Cut CI/CD Costs by 27% & 2x Deployment Speed with GitHub Actions on EKS Auto

On April 5, 2025 I did a live stream on how to run Github Actions Self Hosted Runners on EKS Auto with AWS Heroes Arshad Zackeriya and Jones Zachariah Noel.
Disclaimer:
No Beagles were harmed. Slightly annoyed, maybe — but unharmed.
The results
{Performance, Speed, Cost}
were not only astonishing but impeccable and promising enough to adopt this solution at the enterprise level. This solution isn’t just AWS agnostic, with the knowledge gained in this blog can be extended to Azure, google or if you are running K8 own your own bare metal servers.For the people who wants to jump straight in to trying the solution can follow my repo here
This is going to be a bit of a long one, so grab a coffee, get comfy, and make sure you’re sitting in your optimal developer position™ — you know the one.
Why this solution
I work as a senior DevOps Engineer at Colorkrew where we have a lot of products and to support the development workflow we have lot of GitHub repositories.

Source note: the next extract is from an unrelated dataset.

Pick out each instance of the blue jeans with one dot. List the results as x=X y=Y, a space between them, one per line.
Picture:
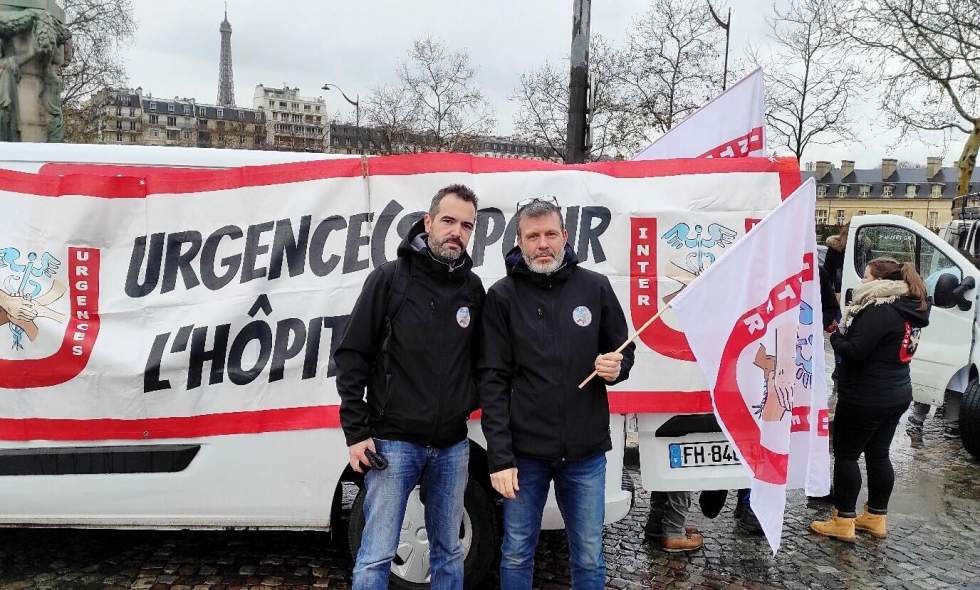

As we started to increase our product portfolio, our CI/CD pipelines also started to become more complex, concurrent and frequent leading to the need of more computation power and eventually more robust infrastructure layer which supports our growing needs.
Running Github Actions on default free machines (called as runners) started to become slow and the initial solution was to either use Large hosted runners by GitHub which are paid or run the runners on our Infrastructure like Kubernetes.
So I started to compare both solutions on performance, speed and cost
and this lead to the inception of this running GitHub’s self hosted runners on EKS Auto.
Self Hosted Runner Concept on K8
Runners: The machines (servers or virtual environments) that actually execute the jobs defined in your workflows. When you manage called as Self Hosted runners otherwise GitHub Hosted runners. Runners are ephemeral in nature.
Runner Scale Sets: Think of it as a logical grouping of runners that are homogeneous in nature which means all runners under a particular group will have same configuration. Can be installed at repository, organization or enterprise level.
If you want heterogeneous setup which means different configuration for runners for different ci/cd jobs then you need a multiple runner scale sets.
Another important thing to know about Runner scale sets are that you configure how many minimum and maximum runners you want all the time.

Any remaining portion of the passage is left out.